The Hutchinson administration, always keenly interested in the political appearance, insisted on formal written notification – something it could show right-wing legislators to demonstrate that the big bad Obama government was making the state extend this heinous due process to poor people.

Wheels moved slowly, as federal bureaucratic wheels are wont.

CMS apparently wanted to frame a nice-sounding rather than scolding letter because it appreciates that Gov. Asa Hutchinson, rare among Republican governors, intends to try to salvage the private option form of Medicaid expansion.

The final email notification came at the end of the week, and the Hutchinson administration put out a news release this morning saying that, golly, gee whiz, the state has decided to start giving 30 days after new “guidance” from the feds.

That’s euphemistic political speech for: The federal government has told Arkansas to stop being in such an all-fired hurry to achieve its apparent adrenaline rush from taking health insurance from poor people.

There are four persisting issues:

One – The feds apparently are not going to enforce this 30-day policy retroactively and the state has no intention on its own to do that. So the 58,000 or so already thrown off, many no doubt incorrectly, are still out of luck.

Two – Lawsuits are being prepared arguing that the income verification process was unfair and that the notice system was unfair. One will seek class-action status.
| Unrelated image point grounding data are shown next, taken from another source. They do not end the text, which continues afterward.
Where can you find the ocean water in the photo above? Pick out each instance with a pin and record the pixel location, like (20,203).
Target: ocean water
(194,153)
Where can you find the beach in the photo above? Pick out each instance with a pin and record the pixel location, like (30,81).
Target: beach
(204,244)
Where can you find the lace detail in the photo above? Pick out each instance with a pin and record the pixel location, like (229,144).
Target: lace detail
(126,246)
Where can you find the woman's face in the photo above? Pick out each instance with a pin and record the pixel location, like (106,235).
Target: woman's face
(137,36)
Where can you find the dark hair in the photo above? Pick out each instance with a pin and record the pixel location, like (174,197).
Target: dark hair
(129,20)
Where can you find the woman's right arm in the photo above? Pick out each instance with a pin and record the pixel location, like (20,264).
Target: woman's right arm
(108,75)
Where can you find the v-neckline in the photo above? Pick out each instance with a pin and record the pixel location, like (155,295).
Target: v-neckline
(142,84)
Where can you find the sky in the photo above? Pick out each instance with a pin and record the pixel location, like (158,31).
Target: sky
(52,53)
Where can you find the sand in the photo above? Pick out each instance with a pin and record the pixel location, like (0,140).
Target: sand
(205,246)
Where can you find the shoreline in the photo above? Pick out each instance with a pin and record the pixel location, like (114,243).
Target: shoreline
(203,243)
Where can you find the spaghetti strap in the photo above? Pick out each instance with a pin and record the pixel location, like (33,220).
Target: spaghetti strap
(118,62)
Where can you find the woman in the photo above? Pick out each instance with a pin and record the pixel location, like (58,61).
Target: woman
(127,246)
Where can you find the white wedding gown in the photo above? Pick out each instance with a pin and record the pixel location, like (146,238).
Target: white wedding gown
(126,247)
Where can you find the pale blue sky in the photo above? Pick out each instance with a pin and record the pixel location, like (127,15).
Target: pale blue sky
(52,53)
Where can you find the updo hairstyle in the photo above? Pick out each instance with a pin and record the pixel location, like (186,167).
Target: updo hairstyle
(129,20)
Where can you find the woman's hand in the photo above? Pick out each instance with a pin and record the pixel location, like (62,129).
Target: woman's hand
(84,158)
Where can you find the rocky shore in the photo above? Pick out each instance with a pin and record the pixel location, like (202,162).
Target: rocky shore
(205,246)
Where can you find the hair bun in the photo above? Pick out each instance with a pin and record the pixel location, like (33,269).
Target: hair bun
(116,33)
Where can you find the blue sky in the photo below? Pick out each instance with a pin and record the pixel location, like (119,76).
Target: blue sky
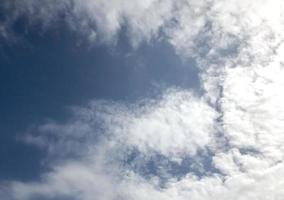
(107,100)
(46,72)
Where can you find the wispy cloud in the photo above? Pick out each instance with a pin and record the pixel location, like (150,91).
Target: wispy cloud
(237,124)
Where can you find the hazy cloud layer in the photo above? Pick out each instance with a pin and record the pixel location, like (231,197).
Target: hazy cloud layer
(237,125)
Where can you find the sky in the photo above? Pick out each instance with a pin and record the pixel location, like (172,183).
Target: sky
(153,99)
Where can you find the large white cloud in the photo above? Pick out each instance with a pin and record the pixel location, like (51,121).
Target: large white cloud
(238,46)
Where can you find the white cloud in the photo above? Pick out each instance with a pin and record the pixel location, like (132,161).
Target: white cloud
(238,46)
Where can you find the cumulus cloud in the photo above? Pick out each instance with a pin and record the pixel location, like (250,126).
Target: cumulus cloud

An argument that due process of law was not followed would seem by my unlicensed legal eye to be made stronger by the disparate treatment given the first batch of notices as compared to the second batch after the federal government said essentially that the first batch was done improperly.

Three – None of this will matter much in the end, some administration officials think, because – 10 days or 30 – a ton of these people are over the income level and will be struck. If so, so be it.

Four – The potential political complication is that Hutchinson is now on record wanting to save the private option but only with  “flexibility” for the state granted by a federal waiver, and now CMS has given the state a little dose of inflexibility.

But it’s two different things – an arbitrary state initiative that is a catastrophe and gets called out by the feds, and a waiver, meaning a written contract, by which the federal government would formally agree in advance to conservatizing principles the state would apply to its private option.

You know, at some point you have to quit coddling the extreme right. You have to take the pacifiers out of the mouths of the troglodytes. You have to take your chances with the smart and correct policy.

Note: I’ll flesh this out and perhaps get really worked for a column Tuesday. Sunday’s is on the right wing’s obsession with Hillary Clinton.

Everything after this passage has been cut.